Forum Bugs

UTF-8 encoding problem

Emil Stenström
Hi,
I just tried playing around with Prince and it certainly looks good. I found one problem though. I have a basic HTML 4 document in UTF that I would like to convert to PDF but it seems all non-ASCII characters gets displayed incorrectly.

I have a testcase up at: [problem solved]
And the generated PDF: [problem solved]

Is this a known problem? What can I do to sidestep it?

(Another minor annoyance is that Prince don't remembers the last directory I picked Input files from. Using the last directory would be much better imo).

Edited by Emil Stenström

Emil Stenström
Update: It seems it renders incorrectly when viewed on the web too, but not if I save the file locally and open it. The server seems to send a Content-Type of ISO-8850-1 which causes the rendering error there, but this shouldn't be an issue locally should it?
mikeday
Hi Emil,

Your HTML file begins with a UTF-8 Byte Order Mark (BOM), which unfortunately is not recognised by the HTML parser that we are using and causes the rest of the file to be misinterpreted.

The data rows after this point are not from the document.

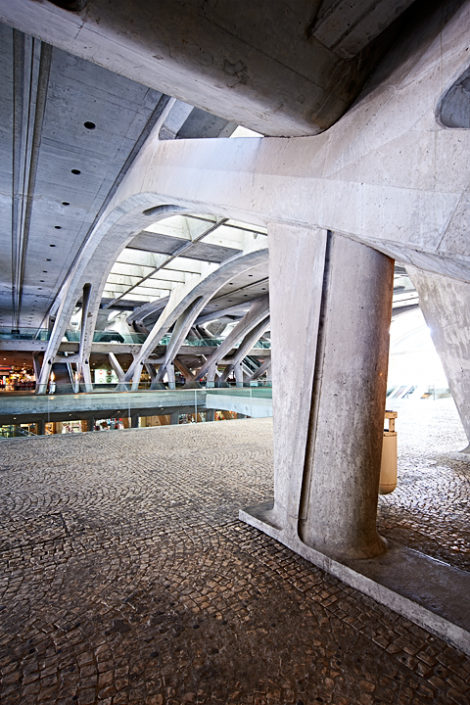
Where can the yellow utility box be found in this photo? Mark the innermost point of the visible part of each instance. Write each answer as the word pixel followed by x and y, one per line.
pixel 388 469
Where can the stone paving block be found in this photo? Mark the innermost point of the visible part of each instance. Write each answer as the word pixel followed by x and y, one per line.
pixel 128 579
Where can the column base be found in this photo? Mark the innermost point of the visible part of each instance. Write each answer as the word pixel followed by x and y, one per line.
pixel 428 592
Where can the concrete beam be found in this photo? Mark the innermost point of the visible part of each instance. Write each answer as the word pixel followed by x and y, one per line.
pixel 284 81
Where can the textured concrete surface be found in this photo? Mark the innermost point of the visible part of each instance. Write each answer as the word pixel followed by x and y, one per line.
pixel 126 577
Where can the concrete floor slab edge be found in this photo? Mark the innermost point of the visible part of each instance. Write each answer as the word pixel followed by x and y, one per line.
pixel 417 613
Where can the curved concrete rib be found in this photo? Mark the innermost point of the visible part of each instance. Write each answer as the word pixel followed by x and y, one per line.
pixel 386 162
pixel 114 231
pixel 258 311
pixel 185 311
pixel 250 339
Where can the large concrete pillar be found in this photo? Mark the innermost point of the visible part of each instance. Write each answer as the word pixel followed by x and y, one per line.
pixel 330 319
pixel 445 304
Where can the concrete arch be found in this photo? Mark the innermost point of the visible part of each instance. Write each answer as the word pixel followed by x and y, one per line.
pixel 183 312
pixel 256 313
pixel 114 231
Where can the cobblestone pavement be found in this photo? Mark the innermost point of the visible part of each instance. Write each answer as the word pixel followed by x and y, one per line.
pixel 126 578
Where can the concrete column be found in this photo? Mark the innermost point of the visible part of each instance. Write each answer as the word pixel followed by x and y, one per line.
pixel 445 304
pixel 330 318
pixel 238 375
pixel 170 370
pixel 341 480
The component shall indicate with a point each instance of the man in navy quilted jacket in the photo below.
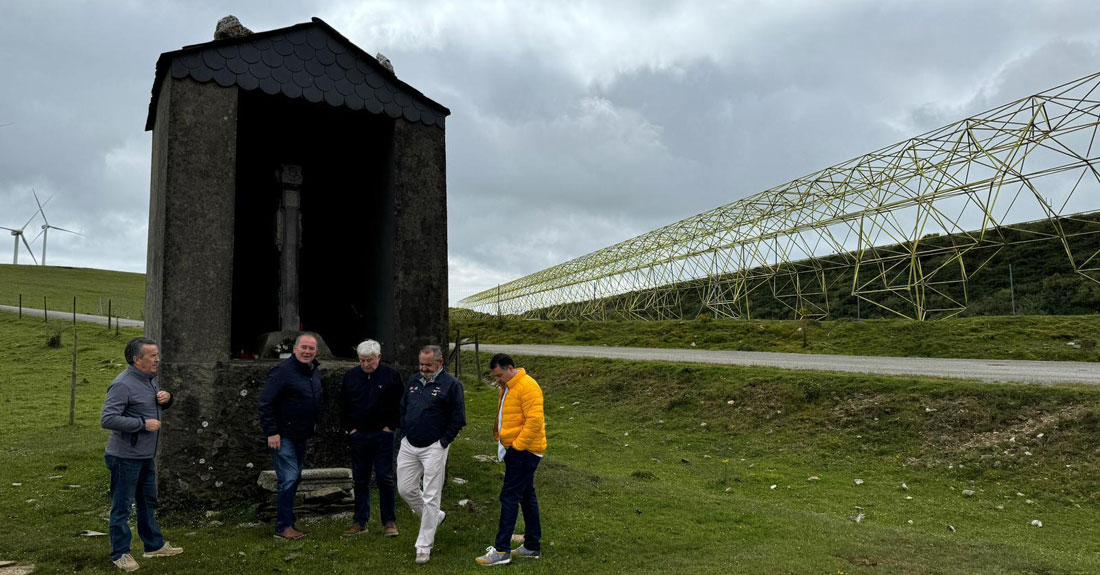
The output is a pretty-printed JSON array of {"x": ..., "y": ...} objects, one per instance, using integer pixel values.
[{"x": 288, "y": 409}]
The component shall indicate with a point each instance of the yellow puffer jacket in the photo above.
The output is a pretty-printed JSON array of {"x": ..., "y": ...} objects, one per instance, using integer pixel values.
[{"x": 523, "y": 423}]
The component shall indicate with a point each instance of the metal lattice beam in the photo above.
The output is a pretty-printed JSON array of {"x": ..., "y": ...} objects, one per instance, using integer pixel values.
[{"x": 870, "y": 217}]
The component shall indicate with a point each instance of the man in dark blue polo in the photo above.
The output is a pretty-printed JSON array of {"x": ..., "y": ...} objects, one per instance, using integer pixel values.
[
  {"x": 288, "y": 409},
  {"x": 370, "y": 400},
  {"x": 433, "y": 410}
]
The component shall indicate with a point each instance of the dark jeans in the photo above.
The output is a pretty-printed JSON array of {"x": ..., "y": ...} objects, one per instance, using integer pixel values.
[
  {"x": 373, "y": 450},
  {"x": 518, "y": 491},
  {"x": 132, "y": 480},
  {"x": 288, "y": 460}
]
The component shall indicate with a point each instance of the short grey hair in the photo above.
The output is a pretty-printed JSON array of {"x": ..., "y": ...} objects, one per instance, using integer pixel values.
[
  {"x": 306, "y": 334},
  {"x": 369, "y": 347},
  {"x": 437, "y": 352},
  {"x": 136, "y": 347}
]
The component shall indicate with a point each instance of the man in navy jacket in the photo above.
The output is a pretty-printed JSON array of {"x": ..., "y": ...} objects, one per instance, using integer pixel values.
[
  {"x": 288, "y": 409},
  {"x": 132, "y": 412},
  {"x": 433, "y": 410},
  {"x": 370, "y": 399}
]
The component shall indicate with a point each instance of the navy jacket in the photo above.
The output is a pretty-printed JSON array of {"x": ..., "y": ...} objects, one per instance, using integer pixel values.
[
  {"x": 292, "y": 399},
  {"x": 131, "y": 399},
  {"x": 432, "y": 411},
  {"x": 371, "y": 401}
]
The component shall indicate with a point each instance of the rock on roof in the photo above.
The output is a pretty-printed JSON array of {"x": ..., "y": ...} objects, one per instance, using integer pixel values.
[{"x": 310, "y": 61}]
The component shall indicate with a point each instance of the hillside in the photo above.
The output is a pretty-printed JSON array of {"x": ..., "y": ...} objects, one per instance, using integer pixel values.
[
  {"x": 651, "y": 468},
  {"x": 91, "y": 288}
]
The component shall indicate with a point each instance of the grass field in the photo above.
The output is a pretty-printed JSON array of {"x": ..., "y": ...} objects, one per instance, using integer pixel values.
[
  {"x": 634, "y": 480},
  {"x": 1002, "y": 338},
  {"x": 91, "y": 288}
]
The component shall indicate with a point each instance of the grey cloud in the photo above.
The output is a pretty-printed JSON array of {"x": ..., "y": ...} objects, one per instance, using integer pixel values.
[{"x": 560, "y": 143}]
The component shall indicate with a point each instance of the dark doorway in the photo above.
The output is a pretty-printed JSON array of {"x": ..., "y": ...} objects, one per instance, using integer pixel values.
[{"x": 345, "y": 264}]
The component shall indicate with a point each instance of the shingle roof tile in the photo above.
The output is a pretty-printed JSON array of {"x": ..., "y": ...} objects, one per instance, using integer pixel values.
[{"x": 309, "y": 61}]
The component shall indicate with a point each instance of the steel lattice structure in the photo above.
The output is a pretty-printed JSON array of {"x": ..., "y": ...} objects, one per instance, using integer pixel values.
[{"x": 872, "y": 217}]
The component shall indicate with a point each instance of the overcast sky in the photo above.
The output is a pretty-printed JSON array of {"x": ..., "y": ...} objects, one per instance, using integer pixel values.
[{"x": 574, "y": 124}]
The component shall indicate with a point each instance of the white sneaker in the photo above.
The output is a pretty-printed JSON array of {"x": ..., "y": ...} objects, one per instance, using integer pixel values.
[
  {"x": 493, "y": 556},
  {"x": 125, "y": 563}
]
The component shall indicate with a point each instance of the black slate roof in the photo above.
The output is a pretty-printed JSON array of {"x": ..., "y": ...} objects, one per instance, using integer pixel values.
[{"x": 310, "y": 61}]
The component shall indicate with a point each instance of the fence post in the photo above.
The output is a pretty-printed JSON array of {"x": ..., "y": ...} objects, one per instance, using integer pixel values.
[
  {"x": 73, "y": 386},
  {"x": 476, "y": 357},
  {"x": 1012, "y": 290}
]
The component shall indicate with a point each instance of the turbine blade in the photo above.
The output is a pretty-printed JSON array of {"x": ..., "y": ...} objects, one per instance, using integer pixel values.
[
  {"x": 33, "y": 216},
  {"x": 29, "y": 251},
  {"x": 64, "y": 230},
  {"x": 41, "y": 205}
]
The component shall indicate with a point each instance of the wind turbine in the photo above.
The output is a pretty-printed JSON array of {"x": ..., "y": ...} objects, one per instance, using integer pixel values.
[
  {"x": 18, "y": 234},
  {"x": 46, "y": 227}
]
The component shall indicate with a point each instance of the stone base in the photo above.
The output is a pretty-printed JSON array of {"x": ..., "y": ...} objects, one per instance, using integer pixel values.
[
  {"x": 266, "y": 343},
  {"x": 311, "y": 479},
  {"x": 322, "y": 491},
  {"x": 211, "y": 444}
]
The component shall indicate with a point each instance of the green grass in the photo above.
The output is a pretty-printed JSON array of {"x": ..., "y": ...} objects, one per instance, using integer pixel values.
[
  {"x": 91, "y": 288},
  {"x": 633, "y": 482},
  {"x": 1002, "y": 338}
]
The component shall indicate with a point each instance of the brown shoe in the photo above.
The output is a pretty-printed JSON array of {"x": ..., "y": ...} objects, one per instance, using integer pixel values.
[
  {"x": 289, "y": 533},
  {"x": 355, "y": 529}
]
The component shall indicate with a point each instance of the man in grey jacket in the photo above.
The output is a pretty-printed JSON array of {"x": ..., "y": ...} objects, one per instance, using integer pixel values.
[{"x": 132, "y": 412}]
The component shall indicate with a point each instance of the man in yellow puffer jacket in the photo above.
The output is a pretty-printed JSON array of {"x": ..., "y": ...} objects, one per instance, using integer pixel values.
[{"x": 521, "y": 441}]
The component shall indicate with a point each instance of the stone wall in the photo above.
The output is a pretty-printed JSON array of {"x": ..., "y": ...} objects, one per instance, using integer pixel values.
[
  {"x": 190, "y": 243},
  {"x": 420, "y": 274}
]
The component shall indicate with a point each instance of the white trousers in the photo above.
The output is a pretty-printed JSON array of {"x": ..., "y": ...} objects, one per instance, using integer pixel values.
[{"x": 420, "y": 483}]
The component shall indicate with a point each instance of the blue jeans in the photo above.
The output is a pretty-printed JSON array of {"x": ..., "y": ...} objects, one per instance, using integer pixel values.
[
  {"x": 288, "y": 460},
  {"x": 518, "y": 491},
  {"x": 373, "y": 449},
  {"x": 132, "y": 480}
]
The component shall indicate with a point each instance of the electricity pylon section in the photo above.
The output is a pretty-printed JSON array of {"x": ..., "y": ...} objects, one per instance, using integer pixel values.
[{"x": 905, "y": 227}]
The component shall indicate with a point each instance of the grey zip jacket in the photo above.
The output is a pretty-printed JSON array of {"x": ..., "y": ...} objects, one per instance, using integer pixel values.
[{"x": 131, "y": 399}]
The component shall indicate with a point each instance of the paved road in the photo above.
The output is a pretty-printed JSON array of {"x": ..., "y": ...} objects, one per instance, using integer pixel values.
[
  {"x": 972, "y": 369},
  {"x": 67, "y": 316}
]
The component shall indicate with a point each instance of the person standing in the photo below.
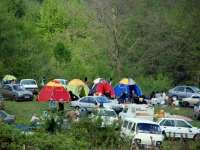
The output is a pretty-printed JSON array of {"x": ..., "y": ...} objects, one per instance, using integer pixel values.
[
  {"x": 52, "y": 105},
  {"x": 61, "y": 106}
]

However, this construct is perfectly valid XML, so changing the file to be an XHTML file (eg. changing <meta...> to <meta.../>) will solve the problem.

The UTF-8 BOM is usually only added to files edited in Notepad, so one other alternative would be to copy the file contents into another text editor and save from there.

We'll try to fix this issue in a future release of Prince.

Best regards,

Michael
Emil Stenström
@mikeday: Thanks! I'll have a look at that. Appreciate the speedy reply.

[Edit: It worked like you said, thanks]
mikeday
Today we have released Prince 6.0 rev 8, which correctly processes HTML documents beginning with a UTF-8 byte order mark.